The special inquiry officer found that respondent's timely departure on January 7, 1959 under an order issued in deportation proceedings giving him voluntary departure, but requiring his deportation if he did not depart as required was under an order of deportation and therefore broke the continuity of his residence.

The special inquiry officer is in error. Respondent's departure was not under an order of deportation; it was under a grant of voluntary departure. The order of deportation was conditioned upon the alien's failure to depart. The condition never came into being; therefore, the order of deportation never became effective.

In Matter of Young, Int.Dec. No. 1429, the Board held that an alien who departed voluntarily pursuant to an order of voluntary departure made in deportation proceedings had not broken the continuity of his residence in the United States for the purpose of section 249. The special inquiry officer sought to distinguish the instant case from Young by reliance on language there that Young had not left as "the result of exclusion or expulsion proceedings" (at p. 4) while in the instant case a deportation order was outstanding. The language in Young is general but a careful reading of the case shows that the deciding factor in the case was the absence of a departure which could be regarded as having executed an order and warrant of deportation. It is clear there was a deportation proceeding there and that it had brought about Young's departure.

The special inquiry officer believed that the provisions of 8 CFR 243.5 distinguish the instant case from Young; however, he does not explain his conclusion and we are puzzled by it since this regulation provides that an alien who departed when an order of deportation is outstanding shall be considered deported "except that an alien who departed before the expiration of the voluntary departure time granted in connection with an alternate order of deportation shall not be considered to have been so deported." The regulation does not require respondent to be considered as one who was deported; rather, it requires him to be considered as one who was not deported.

Under the law and regulations respondent was not deported; there is no reason to treat him as if he were. Deportation terminates residence in the United States. It prevents the deportee from obtaining a visa for return, unless he gets permission, and it makes his reentry a felony if he returns without permission. On the other hand, voluntary departure permits the return of a qualified alien to the United States for either temporary or permanent residence. There is no inconsistency in permitting an alien illegally in the United States to depart to obtain documents which will enable him to reenter legally for permanent residence, and considering him as retaining his domestic residence.

Mrvica v. Esperdy, 376 U.S. 560, does not apply because the alien there was deported. He "was not intended to be readmitted as a resident" (at p. 567). The Court refused to consider what the situation might have been "in the absence of a valid deportation" (at p. 567).

The trial attorney contends that respondent's departure under the order of voluntary departure was an abandonment of residence (even though he returned on the same day) because he could not have known when he would return since it would take an indefinite period to obtain the immigrant visa.
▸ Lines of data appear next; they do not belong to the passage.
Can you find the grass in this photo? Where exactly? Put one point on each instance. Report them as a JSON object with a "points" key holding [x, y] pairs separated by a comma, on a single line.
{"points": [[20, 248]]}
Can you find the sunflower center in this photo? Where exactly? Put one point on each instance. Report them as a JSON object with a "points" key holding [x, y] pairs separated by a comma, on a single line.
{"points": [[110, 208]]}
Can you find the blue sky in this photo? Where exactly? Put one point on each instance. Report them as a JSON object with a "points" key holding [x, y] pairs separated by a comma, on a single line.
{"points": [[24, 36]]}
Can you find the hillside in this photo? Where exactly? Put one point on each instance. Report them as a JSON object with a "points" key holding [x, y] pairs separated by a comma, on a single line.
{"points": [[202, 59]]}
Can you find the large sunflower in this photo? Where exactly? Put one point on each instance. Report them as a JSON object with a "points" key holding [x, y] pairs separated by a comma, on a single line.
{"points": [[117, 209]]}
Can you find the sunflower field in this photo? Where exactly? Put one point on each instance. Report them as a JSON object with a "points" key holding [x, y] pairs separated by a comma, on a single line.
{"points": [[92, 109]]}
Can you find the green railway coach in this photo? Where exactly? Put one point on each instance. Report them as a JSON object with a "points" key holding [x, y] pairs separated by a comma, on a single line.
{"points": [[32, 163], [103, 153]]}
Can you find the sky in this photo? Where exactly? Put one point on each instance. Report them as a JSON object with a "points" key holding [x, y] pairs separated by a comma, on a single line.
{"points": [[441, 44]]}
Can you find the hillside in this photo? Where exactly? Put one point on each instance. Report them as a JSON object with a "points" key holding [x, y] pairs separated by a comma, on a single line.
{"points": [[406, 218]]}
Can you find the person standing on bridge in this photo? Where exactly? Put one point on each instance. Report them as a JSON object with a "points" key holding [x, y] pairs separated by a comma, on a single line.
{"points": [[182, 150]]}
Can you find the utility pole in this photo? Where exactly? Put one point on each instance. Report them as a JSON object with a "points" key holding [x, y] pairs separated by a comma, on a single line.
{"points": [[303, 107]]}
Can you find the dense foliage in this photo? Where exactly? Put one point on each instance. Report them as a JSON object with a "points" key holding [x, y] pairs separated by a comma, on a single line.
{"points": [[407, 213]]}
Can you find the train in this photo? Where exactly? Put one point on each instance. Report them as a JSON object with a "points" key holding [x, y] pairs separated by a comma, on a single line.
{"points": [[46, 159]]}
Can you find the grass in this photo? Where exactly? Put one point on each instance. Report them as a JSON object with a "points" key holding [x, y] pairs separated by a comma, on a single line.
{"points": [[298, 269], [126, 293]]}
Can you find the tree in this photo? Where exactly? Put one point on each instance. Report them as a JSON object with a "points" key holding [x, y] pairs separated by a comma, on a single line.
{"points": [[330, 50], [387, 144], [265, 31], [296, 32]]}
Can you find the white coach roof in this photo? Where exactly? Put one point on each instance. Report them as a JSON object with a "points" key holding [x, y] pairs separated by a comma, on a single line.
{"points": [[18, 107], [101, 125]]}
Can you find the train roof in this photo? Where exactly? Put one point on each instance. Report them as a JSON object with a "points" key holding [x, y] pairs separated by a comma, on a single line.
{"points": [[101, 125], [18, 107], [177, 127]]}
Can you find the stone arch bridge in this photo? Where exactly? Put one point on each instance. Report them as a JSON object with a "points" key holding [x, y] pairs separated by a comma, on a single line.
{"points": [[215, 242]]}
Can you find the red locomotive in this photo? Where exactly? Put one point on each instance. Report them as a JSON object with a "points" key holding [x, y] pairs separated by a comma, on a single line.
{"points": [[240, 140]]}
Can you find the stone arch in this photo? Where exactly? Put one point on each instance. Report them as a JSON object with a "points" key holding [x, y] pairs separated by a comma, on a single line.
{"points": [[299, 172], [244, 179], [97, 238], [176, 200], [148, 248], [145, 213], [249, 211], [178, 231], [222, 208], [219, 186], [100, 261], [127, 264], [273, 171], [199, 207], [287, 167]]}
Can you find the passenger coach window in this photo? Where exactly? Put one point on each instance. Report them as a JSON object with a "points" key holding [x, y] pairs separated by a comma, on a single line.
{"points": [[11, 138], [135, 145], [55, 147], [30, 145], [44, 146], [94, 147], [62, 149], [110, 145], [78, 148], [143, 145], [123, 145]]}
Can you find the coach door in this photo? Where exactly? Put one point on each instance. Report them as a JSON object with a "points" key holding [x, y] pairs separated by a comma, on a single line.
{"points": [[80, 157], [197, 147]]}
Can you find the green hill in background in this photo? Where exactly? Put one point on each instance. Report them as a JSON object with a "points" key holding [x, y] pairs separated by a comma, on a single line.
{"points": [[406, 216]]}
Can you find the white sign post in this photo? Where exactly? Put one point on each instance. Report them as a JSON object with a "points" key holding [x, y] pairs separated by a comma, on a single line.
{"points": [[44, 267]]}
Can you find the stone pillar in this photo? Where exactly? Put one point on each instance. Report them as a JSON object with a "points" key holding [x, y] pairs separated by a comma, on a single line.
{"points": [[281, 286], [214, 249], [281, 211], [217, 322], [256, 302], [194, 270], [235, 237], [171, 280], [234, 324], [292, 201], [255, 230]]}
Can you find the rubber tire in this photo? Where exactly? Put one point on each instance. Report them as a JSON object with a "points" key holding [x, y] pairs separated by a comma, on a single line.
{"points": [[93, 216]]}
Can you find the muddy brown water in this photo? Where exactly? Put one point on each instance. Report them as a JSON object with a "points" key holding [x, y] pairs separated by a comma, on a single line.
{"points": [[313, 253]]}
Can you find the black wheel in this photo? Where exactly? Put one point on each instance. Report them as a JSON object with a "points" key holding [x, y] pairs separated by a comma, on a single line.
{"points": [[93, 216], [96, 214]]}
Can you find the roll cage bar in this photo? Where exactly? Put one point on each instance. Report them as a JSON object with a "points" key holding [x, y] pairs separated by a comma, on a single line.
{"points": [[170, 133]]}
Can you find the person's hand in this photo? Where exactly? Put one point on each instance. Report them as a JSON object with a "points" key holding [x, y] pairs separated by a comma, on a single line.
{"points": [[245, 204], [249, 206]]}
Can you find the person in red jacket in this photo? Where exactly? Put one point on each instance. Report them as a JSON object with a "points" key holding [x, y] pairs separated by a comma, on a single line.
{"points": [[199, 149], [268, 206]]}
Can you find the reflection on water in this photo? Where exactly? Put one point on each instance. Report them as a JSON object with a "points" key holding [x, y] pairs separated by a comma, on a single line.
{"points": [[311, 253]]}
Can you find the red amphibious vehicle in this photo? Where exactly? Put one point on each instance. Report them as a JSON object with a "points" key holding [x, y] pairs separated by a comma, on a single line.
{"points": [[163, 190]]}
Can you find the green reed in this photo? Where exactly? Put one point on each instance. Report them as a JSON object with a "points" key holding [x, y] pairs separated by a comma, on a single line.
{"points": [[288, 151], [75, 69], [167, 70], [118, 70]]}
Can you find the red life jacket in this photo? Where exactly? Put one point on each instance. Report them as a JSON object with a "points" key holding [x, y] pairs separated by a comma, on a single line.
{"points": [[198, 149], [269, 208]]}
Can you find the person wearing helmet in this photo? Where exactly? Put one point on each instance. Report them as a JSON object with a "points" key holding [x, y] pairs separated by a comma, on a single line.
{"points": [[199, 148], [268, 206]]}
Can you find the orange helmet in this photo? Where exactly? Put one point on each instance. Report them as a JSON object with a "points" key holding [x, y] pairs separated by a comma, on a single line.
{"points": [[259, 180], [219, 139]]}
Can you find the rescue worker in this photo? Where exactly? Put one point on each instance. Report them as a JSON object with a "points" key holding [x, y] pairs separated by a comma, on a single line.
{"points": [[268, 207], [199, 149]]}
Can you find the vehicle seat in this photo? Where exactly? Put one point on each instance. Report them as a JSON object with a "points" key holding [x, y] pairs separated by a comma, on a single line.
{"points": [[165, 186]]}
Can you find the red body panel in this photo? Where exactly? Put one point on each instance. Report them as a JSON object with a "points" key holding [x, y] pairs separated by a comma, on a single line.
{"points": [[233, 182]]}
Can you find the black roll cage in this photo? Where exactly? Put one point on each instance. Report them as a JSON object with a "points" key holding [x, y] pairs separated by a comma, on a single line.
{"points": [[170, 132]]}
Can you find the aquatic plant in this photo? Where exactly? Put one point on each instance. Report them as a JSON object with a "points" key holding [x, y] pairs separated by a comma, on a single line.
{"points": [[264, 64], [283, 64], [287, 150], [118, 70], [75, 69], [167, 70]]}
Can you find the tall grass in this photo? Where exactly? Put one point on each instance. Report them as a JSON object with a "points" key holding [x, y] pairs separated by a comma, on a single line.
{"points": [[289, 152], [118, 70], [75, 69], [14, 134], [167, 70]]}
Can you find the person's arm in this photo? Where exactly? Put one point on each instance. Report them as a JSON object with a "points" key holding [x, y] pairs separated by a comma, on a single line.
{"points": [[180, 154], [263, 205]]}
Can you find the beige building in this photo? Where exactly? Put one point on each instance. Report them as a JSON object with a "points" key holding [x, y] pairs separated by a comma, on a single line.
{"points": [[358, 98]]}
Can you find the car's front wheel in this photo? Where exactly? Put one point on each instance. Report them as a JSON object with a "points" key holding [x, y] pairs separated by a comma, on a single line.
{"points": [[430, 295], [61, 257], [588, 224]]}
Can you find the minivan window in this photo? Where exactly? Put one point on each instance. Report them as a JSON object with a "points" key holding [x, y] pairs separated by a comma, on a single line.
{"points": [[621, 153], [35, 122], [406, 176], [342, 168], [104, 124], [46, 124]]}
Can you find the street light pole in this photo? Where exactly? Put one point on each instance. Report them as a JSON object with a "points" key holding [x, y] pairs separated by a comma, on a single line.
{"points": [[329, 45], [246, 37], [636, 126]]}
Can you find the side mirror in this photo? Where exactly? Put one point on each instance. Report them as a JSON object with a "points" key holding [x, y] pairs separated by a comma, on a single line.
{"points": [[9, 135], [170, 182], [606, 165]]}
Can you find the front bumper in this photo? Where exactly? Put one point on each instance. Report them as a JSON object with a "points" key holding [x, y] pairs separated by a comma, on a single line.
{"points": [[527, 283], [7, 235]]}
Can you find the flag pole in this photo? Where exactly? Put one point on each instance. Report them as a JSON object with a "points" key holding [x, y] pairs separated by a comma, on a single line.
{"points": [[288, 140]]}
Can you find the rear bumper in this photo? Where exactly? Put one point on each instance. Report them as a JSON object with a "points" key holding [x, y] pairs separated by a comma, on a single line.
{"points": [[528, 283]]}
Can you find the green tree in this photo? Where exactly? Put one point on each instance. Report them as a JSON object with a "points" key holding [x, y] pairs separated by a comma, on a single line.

We think the reasoning is strained. The record shows respondent never intended to abandon his residence in the United States.

The special inquiry officer stated that if the respondent's residence was not broken by his departure on January 7, 1959 he was clearly eligible for relief. We agree with the special inquiry officer. Respondent has been in the United States since he was a small child, he is married to a legally resident alien, has two United States citizen children, and is highly regarded by his employer and neighbors. Respondent's application will be granted.

ORDER: It is ordered that the order of the special inquiry officer of September 7, 1967 be and the same is hereby withdrawn.

It is further ordered that respondent's application for lawful admission for permanent residence under section 249 of the Immigration Nationality Act be and the same is hereby granted.